Saldrá a la luz en alguna de las plataformas, y haremos alguna presentación en vivo. Todo a pulmón. Está con nosotros Marcelo Sánchez quien toca el bajo en un tema de Juan Quintero.

Su dúo con Lucho Aberastain

"Con Lucho venimos trabajando desde hace varios años. Un compañero, un amigo del camino, con el que nos conocimos en la escuela de rock. Nos enamoramos de cantar juntos, de la voz de uno y otro y como ensamblamos nuestros sonidos y así armamos un repertorio juntos. Hicimos un EP a principios de 2023. Que está en las plataformas como Spoty fy.

"A la hora de cantar, cuando me toca acompañar a otros artistas he abordado varios géneros, aunque personalmente amo la música brasileña. Me enamoré de Gal Costa cuando la escuché por primera vez y desde ahí toda la selección de Brasil: Caetano, Chico Buarque, Toquinho".

No conozco ese país, pero me encantaría hacerlo, hay algo que me atrae enormemente de su música. De hecho, tenemos un trio de música brasileña con Gustavo Bruno y Marcelo Sánchez, llamado Livre. He sido bien recepcionada por colegas y espacios en donde he mostrado lo que hacemos. Lo disfruto un montón.

La inolvidable actuación con David Lebón

"Fue zarpado. El Polo Martí, que fue mi profesor en la Escuela de Música Popular y me tiene siempre en cuenta, me llama un verano y me pregunta si estaba para cantar en la fiesta de la cosecha. Obviamente, le dije que sí, siempre que sea cantar estoy. Por eso hasta he cantado cumbia en una Vendimia y realmente me divertí mucho.

"Realmente amo cantar. En esa oportunidad me dijo existía una posibilidad de que cantara con David Lebón. Casi me muero, siempre lo he admirado, me gustan todas sus canciones. Un crack del rock nacional. ‘No digas nada todavía’ me pidió el Polo porque aún debían hablar con la producción del Ruso.

Se dio y me tocó cantar “El tiempo es veloz” junto a él y la Filarmónica provincial. Yo lloraba de la emoción. Ya en los ensayos que lo conocí descubrí a un tipazo. También conocí ahí a Lisandro Aristimuño y Mateo Sujatovich, otros dos grosos. Son las inmensas satisfacciones que me ha dado el canto.
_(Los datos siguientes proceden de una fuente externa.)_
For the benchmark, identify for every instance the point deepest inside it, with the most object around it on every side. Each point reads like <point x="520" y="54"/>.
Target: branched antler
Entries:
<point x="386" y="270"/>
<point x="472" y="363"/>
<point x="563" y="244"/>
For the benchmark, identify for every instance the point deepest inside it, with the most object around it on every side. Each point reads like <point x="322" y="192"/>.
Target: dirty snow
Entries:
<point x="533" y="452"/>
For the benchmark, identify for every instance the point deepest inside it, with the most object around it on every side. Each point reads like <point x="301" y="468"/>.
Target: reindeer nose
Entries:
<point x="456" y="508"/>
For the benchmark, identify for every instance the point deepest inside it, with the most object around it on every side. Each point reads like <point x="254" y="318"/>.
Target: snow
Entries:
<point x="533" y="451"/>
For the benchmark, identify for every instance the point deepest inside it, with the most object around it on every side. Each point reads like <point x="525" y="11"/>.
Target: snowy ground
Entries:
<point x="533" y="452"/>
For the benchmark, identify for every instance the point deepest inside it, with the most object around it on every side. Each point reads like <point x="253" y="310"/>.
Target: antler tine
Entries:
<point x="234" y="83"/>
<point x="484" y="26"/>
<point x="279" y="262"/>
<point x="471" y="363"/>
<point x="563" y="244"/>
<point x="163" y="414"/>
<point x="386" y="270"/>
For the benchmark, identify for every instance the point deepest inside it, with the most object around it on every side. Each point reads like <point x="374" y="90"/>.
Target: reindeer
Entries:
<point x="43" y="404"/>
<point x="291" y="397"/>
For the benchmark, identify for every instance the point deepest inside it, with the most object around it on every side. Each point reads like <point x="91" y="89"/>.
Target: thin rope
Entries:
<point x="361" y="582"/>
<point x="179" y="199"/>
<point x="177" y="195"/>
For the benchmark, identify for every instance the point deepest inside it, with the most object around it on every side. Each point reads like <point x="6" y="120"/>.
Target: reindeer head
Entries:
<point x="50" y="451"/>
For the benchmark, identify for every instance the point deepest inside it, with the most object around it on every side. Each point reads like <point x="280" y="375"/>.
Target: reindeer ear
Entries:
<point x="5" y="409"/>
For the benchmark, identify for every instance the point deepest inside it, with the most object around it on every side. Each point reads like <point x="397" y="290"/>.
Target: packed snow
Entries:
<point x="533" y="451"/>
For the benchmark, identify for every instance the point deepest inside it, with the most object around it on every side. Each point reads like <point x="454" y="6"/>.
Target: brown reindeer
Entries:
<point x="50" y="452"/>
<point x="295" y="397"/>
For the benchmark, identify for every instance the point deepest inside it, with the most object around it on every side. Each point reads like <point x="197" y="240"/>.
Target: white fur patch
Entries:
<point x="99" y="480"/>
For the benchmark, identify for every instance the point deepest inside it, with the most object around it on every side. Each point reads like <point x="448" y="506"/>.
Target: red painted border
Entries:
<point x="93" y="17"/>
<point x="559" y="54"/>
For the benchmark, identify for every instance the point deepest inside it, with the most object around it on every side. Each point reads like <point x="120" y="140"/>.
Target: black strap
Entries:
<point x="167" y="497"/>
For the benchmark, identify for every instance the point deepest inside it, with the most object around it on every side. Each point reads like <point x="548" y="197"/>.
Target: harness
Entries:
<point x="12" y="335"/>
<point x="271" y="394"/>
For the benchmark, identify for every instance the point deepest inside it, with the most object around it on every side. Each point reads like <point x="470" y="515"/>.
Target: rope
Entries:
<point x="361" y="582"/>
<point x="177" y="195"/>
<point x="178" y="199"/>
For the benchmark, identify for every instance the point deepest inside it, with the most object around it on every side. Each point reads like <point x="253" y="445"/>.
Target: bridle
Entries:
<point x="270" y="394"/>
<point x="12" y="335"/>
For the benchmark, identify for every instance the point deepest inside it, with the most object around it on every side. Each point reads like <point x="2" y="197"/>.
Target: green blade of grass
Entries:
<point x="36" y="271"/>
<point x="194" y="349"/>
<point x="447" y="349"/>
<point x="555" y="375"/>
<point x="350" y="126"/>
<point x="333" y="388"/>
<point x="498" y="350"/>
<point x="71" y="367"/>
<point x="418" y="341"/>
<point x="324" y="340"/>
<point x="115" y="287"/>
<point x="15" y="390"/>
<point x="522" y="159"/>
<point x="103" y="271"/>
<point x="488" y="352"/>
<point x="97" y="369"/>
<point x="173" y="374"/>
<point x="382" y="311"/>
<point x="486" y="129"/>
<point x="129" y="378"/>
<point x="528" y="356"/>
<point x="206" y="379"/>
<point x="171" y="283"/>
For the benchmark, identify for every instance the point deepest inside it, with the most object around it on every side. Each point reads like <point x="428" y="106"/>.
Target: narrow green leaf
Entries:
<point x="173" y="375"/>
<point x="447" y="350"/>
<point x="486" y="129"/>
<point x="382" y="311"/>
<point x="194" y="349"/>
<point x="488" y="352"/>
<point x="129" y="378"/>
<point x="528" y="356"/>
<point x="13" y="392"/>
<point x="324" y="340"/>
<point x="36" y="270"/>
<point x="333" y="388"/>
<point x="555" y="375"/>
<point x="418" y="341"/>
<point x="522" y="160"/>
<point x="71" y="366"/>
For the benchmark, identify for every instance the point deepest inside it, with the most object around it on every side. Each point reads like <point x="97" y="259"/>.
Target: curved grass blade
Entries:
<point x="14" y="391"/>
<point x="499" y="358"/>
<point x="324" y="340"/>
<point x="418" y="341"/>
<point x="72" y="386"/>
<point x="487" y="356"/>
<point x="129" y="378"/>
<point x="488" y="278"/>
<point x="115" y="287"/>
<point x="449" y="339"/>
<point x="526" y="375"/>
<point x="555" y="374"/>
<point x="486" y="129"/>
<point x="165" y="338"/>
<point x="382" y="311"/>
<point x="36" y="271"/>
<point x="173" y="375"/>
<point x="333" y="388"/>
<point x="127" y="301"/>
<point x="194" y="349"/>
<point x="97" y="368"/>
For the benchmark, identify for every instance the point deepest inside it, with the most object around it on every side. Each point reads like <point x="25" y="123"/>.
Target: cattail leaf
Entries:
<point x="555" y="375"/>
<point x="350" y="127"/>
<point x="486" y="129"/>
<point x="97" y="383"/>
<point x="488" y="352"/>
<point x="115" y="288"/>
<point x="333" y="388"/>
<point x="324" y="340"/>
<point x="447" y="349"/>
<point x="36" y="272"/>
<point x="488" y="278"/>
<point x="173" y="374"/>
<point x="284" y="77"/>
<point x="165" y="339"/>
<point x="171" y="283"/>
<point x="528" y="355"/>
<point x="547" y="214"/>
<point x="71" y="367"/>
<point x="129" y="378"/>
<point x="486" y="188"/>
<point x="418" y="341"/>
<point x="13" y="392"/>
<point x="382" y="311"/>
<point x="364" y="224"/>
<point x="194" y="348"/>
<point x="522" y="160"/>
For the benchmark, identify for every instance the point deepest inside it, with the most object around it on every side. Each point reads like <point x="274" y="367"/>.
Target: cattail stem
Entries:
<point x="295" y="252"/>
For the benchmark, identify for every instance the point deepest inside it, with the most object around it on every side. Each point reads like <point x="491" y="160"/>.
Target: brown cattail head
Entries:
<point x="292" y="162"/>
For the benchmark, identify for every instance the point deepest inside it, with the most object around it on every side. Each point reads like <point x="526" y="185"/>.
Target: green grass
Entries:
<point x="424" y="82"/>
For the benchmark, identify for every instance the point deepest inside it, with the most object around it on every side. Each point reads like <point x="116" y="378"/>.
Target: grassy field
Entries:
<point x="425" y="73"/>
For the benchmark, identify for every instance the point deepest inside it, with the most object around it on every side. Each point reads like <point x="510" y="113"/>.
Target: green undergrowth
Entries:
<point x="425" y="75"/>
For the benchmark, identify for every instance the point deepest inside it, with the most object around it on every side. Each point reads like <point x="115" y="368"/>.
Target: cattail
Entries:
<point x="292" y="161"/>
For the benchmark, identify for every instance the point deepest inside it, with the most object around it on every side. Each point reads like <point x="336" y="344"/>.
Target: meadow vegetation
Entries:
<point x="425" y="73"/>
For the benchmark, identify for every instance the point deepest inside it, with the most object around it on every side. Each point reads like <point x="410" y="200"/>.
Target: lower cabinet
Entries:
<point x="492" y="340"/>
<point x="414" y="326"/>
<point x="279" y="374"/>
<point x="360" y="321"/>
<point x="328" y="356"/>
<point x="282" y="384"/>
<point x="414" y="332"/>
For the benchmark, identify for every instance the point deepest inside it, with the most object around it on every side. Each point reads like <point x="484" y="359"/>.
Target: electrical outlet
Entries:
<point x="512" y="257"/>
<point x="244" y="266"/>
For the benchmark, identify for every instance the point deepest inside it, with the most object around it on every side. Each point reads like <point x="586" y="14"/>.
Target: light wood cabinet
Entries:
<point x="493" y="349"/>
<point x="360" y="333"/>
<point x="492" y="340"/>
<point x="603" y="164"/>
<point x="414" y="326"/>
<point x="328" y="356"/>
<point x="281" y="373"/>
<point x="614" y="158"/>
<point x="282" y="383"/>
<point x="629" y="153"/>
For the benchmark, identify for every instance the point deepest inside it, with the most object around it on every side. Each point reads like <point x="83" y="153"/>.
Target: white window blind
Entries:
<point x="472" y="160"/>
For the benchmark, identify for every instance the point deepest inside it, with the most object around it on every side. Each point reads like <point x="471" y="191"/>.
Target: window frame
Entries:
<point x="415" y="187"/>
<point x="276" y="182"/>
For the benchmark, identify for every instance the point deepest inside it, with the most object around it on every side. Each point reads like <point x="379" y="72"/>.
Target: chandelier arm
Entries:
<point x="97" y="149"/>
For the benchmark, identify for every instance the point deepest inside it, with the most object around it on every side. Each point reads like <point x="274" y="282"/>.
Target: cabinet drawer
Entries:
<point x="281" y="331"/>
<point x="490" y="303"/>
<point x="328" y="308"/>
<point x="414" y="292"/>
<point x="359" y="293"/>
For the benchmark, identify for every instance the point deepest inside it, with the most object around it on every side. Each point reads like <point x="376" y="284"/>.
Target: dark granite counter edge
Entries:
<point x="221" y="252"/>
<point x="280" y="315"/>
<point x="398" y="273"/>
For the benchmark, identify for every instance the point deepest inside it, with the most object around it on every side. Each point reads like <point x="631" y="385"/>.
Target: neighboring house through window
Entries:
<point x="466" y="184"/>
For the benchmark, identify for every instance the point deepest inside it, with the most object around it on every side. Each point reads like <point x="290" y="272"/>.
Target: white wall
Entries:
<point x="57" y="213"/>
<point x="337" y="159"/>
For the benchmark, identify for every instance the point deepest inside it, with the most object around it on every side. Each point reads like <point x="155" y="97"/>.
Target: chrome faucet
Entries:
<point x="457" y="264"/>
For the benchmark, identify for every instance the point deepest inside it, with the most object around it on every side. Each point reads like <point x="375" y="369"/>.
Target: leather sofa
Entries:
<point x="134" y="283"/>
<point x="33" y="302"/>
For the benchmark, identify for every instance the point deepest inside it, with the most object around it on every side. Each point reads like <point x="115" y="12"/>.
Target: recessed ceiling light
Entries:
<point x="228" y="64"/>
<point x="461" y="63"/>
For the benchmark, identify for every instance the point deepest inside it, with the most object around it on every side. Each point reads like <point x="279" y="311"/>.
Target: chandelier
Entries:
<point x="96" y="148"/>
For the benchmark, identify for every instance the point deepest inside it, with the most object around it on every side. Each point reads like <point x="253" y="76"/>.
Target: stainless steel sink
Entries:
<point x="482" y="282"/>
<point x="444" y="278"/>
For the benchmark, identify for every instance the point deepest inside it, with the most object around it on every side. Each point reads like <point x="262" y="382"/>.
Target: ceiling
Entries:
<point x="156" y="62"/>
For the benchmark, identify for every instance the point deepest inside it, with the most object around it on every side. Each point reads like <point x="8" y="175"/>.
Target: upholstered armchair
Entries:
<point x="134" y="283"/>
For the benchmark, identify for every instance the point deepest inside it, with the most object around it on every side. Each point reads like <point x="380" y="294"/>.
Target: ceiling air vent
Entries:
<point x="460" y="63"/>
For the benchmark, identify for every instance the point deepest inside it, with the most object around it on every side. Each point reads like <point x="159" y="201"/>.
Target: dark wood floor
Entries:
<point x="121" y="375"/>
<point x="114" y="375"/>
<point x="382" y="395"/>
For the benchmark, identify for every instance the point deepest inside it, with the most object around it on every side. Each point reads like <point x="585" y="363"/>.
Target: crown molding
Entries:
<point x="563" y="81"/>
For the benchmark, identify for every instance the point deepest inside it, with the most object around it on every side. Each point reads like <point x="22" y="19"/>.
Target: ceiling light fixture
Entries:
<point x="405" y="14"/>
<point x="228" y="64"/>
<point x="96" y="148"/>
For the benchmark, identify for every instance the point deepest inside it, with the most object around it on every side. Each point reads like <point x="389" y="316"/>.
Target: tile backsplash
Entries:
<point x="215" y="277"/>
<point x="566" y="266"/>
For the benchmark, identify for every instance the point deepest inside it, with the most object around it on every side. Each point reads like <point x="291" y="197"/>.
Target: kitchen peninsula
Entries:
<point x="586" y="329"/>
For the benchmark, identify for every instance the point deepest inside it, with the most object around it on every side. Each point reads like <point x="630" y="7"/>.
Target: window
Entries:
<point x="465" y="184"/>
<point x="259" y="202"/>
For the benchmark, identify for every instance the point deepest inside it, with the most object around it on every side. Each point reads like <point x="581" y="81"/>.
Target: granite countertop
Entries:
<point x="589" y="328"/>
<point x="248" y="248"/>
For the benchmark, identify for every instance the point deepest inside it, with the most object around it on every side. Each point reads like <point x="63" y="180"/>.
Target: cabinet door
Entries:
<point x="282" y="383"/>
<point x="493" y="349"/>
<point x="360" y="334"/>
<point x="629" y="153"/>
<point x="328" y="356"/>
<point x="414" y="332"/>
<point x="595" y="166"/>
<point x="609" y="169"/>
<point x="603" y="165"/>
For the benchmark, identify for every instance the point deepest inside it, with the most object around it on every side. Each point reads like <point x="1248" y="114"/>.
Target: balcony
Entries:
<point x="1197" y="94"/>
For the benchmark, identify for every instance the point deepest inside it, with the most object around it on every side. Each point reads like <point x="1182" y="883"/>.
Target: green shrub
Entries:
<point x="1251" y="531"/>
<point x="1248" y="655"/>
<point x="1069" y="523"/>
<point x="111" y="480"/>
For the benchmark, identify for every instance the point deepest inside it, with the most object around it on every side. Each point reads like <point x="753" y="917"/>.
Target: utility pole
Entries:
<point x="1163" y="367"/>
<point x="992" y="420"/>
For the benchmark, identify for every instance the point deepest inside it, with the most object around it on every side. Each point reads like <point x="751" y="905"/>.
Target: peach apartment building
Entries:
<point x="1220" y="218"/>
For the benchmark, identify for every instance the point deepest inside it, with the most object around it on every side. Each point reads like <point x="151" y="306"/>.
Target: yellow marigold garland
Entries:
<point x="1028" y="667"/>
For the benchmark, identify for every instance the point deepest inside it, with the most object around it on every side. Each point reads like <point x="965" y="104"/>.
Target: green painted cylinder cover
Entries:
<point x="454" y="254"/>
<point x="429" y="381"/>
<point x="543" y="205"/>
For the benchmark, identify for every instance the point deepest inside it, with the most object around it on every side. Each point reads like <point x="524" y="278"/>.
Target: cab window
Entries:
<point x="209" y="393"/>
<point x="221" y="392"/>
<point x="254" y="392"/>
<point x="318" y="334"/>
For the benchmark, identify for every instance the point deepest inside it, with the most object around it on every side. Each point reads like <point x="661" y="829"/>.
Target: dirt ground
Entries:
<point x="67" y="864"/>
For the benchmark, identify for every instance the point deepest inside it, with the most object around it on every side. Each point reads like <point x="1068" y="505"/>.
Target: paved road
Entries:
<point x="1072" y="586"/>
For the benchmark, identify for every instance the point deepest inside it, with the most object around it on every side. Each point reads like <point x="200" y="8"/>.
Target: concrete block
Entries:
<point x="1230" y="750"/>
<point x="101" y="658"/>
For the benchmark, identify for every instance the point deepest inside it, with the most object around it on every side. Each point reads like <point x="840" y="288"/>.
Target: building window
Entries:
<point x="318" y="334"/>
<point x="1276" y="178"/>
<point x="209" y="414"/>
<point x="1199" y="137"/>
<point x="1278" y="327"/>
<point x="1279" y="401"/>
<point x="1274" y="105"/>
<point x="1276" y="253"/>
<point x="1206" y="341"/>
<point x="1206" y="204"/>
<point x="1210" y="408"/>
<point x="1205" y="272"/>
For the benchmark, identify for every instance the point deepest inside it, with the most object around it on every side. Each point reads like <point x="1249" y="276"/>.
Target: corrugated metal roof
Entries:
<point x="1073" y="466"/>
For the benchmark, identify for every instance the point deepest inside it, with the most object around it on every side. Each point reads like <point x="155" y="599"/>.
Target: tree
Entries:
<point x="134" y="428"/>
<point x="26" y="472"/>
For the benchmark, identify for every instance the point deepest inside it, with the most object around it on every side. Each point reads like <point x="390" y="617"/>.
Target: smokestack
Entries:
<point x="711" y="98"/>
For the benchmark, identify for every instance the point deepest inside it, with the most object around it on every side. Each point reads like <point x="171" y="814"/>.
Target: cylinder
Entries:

- ¿Qué es la música para vos Cynthia?

- Mirá, la rutina, las obligaciones, el deber, el reloj, la productividad, el día a día nos desprende de lo que somos, de la esencia; nos lleva puestos y así lentamente vamos dejando de lado todo eso que nos emociona. Y la música es eso, una inyección de emoción. Y qué feliz nos hace vivirla, escucharla, tocarla, cantarla, sentirla, compartirla.